I moved out of my Dallas, Texas apartment on April 24, 2010. My cable services with AT&T were disconnected on April 23, 2010. My apartment gave me prelabeled boxes to send my equipment from a UPS store to the AT&T warehouse in Carrollton, Texas. The boxes were shipped via UPS on April 26, 2010. I received the tracking number from UPS.
On June 14, 2010, I began to receive phone calls from the Credit Management collection agency stating that I owed $880.00 for unreturned equipment to AT&T. Not once I had received any type of notification from AT&T stating they had not received my equipment. The collection agency wanted me to pay the full amount right then on the phone. I told them that I would not pay them without talking with AT&T first.
I immediately called AT&T. I asked why was I not notified about the missing equipment and was first told that they did not have to notify me and then later told a letter was sent to me, which I never received.
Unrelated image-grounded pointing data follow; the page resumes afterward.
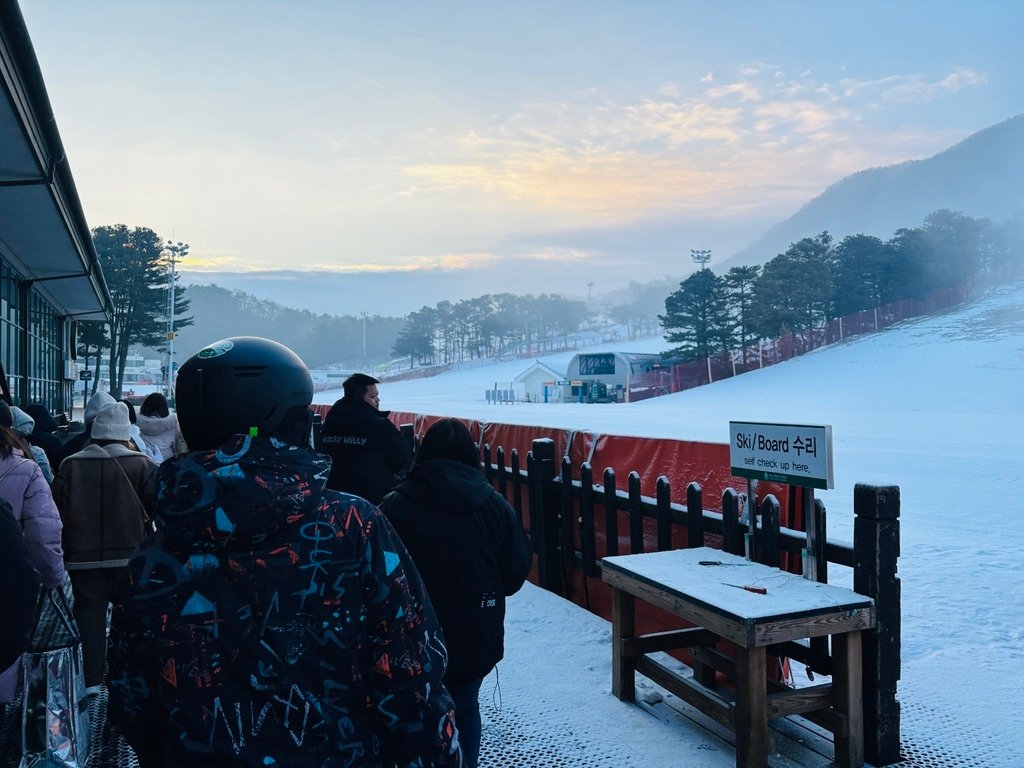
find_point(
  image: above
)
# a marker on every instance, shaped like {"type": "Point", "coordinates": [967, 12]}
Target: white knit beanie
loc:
{"type": "Point", "coordinates": [95, 402]}
{"type": "Point", "coordinates": [112, 423]}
I was then transferred to the warehouse. The guy I talked to immediately asked my for the tracking number from UPS. I told him that I did not have the tracking number because I had returned the equipment nearly 2 months prior and had never heard anything about it. He said that there was a "chance" that my equipment was sitting in the warehouse somewhere and had been overlooked when it was returned. I told him how irresponsible it was of his company to be sending collection agencies after people when their equipment might just be sitting in the warehouse. He said, "Yes, I know". He told me that they would look for it and it could take 5-7 days.
After talking with him and the collection agency, I spent time trying to hunt down this tracking number to prove to AT&T that I had returned the equipment. On June 16, 2010, I received another phone call from the collection agency. I called AT&T after speaking with them. I spoke with someone in the warehouse and was told that my equipment had been located and was sitting in the warehouse this entire time. I was told that the collection agency would stop calling within 24-48 hours.
After reading many similar reports, this is definitely a company problem and not an isolated incident. With the high pressure payment request from the Collection Agency and the pompous attitude of AT&T, there is no question this does not happen by accident. It is a corporate problem and I will continue to report this to as many public agencies as I can.